Interesting that you chose the “Bamboo” instrument, since it specifically says:
“Multiple reverbs and delays were stacked together to create a mass of sound, and then captured as an impulse response. The IR was then used in Kontakt along with some more reverb and delay. (emphasis mine)
It seems you went to a horse auction, somehow bought the only camel on offer, were surprised that it was not a horse, and then proclaimed that all they sell are camels. (just pulling your chain haha).
So, out of curiosity, I downloaded the Bamboo instrument and listened to the raw sample. It is super dry. If you are handy with Kontakt, you could create your own instrument with that sample mapped (I believe it is an A, there is only one.) Alternatively, you could click the wrench to open the instrument, scroll down to where it says Instrument Send FX, and delete them all (convolution reverb, reverb, and delay are there), scroll down to Modulation, and you can play with the Release length. Should make it as dry as the original sample.
1. This is pretty simple to do. It is really a basic concept within Kontakt. If you have a look at this video: How to Creat a Kontakt instrument
the link should skip ahead to 6:46 where he shows how samples and velocities are mapped. The samples for your instrument are already mapped, so you just need to drag a few velocity cutoffs up.
2. As far as sharing… well, it is so easy, it may not be worth putting the pianobook team through the hassle of creating a new instrument page just for that.
One thing not mentioned. While Spitfire does make a sample player that could be seen as a competing product to Kontakt, most of what they make is sound libraries that are used within Kontakt (that is what you saw as the colourful Spitfire strips on the Kontakt screen).
Also, buying Kontakt and Spitfire to do a little light background music for an audiobook, would be wildly overkill.

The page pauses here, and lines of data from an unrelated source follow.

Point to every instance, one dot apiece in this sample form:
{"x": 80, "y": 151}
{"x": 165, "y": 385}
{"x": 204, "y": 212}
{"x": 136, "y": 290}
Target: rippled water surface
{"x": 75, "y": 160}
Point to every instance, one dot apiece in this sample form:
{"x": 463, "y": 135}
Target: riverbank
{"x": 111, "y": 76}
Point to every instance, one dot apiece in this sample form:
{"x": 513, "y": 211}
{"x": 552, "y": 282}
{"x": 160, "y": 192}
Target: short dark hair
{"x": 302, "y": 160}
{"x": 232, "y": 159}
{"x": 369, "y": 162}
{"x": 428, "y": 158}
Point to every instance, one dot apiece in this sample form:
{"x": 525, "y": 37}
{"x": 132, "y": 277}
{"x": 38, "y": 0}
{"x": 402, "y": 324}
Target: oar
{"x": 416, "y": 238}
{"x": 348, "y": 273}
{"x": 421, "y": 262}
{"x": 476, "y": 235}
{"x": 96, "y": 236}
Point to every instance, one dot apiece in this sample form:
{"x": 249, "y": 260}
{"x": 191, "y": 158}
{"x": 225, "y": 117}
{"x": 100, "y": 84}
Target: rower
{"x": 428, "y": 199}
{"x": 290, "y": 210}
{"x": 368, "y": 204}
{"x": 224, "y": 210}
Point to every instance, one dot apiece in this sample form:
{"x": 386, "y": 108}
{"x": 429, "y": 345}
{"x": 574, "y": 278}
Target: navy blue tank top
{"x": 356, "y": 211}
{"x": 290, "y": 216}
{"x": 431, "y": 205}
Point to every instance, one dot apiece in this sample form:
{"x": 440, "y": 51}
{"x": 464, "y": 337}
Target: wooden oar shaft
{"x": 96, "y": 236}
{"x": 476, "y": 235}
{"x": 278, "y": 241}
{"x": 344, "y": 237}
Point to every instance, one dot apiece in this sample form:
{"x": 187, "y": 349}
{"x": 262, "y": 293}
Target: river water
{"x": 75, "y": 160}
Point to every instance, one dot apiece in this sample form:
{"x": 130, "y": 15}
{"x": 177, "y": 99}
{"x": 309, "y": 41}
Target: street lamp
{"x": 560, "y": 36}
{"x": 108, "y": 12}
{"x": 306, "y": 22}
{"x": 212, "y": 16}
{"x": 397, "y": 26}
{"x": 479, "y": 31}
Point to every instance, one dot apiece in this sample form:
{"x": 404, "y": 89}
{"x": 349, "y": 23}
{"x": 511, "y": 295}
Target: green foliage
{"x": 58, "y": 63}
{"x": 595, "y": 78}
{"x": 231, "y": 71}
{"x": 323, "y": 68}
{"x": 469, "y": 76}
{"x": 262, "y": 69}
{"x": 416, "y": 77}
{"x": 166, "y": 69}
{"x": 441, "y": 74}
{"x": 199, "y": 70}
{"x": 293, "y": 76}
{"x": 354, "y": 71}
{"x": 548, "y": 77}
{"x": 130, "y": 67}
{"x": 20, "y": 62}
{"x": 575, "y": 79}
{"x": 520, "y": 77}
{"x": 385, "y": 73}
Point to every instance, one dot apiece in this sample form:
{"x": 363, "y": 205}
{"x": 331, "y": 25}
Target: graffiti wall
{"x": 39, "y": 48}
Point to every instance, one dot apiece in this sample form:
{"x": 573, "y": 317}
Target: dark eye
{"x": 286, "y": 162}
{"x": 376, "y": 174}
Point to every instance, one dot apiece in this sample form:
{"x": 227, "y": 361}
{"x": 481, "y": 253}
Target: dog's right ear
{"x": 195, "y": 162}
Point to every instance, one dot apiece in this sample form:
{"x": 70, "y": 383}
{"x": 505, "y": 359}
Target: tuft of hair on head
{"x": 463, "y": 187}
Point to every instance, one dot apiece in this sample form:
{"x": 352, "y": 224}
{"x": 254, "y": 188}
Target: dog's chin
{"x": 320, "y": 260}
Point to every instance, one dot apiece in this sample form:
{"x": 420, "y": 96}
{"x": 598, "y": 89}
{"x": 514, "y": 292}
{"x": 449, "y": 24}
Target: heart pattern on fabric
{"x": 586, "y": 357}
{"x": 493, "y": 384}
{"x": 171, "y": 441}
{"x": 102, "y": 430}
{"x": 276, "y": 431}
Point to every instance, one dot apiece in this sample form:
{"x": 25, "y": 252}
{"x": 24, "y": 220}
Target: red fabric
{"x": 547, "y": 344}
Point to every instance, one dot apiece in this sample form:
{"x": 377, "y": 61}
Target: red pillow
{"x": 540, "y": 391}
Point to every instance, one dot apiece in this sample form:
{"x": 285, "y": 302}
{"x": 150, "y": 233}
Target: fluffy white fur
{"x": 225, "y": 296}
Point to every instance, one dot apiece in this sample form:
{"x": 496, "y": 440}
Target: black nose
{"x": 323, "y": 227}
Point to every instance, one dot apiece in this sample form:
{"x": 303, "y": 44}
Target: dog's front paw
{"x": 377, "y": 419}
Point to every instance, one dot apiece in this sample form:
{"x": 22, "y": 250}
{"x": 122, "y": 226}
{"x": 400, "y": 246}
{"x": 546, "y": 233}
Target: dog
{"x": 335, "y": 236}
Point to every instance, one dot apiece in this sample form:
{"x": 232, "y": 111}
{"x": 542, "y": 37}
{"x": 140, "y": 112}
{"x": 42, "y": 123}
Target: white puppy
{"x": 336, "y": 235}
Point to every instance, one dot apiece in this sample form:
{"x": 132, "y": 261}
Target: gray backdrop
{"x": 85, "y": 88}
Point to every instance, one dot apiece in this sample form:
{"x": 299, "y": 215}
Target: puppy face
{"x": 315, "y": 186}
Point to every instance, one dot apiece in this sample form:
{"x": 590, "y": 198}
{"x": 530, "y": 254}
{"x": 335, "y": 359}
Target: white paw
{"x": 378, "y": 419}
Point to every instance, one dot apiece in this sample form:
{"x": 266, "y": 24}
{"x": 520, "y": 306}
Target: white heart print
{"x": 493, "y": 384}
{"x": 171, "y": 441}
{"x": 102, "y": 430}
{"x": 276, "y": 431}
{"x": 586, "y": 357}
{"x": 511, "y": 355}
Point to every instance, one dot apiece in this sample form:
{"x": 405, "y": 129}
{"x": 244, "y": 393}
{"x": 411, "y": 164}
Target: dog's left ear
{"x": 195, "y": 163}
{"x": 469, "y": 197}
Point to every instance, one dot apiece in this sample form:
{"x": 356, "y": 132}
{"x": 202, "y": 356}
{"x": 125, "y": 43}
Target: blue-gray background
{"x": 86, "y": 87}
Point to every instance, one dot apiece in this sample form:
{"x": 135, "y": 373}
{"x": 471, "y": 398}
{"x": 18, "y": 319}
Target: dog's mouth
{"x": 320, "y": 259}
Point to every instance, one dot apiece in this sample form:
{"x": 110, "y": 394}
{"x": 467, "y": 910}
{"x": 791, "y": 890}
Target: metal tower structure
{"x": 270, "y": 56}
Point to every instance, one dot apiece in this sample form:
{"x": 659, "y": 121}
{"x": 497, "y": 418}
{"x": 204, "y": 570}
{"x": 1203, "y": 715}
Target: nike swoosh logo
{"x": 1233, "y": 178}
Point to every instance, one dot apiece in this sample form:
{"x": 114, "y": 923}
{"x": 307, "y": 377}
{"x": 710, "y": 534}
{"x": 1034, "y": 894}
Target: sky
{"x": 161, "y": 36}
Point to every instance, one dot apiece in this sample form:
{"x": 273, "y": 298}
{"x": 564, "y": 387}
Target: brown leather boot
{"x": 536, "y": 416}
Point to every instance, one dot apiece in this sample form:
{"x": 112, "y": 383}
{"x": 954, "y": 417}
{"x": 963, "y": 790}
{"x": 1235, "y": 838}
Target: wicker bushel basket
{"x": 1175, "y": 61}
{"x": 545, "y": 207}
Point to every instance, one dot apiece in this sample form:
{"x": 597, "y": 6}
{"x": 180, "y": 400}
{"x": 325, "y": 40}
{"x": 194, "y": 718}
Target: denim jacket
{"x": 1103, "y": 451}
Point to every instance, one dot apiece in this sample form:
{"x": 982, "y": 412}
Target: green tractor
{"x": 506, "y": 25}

Unless you have $1000 burning a hole in your pocket, you might want to look at the Spitfire LABS free set of virtual instruments, the Spitfire BBC Symphony Orchestra Discover (also free, requires filling out a survey if I recall), and any library on this site for the DecentSampler sample player (also free).
Bo Din, good information about the Kontakt Player.
As for the differences with Decent Sampler, these samples sound the same, with Kontakt using a different reverb (high quality free reverb plugins are a dime a dozen) and a saturation knob (free saturation plugins are also a dime a dozen). So the reverb and saturation could be swapped out with either version.
I found the DecentSampler version’s attack and release knobs to be really useful for getting just the right note decay length.
I don’t have Kontakt, so if I don’t have to play around with the Kontakt player limitation, I prefer not to. With this library, I don’t think it’s worth it.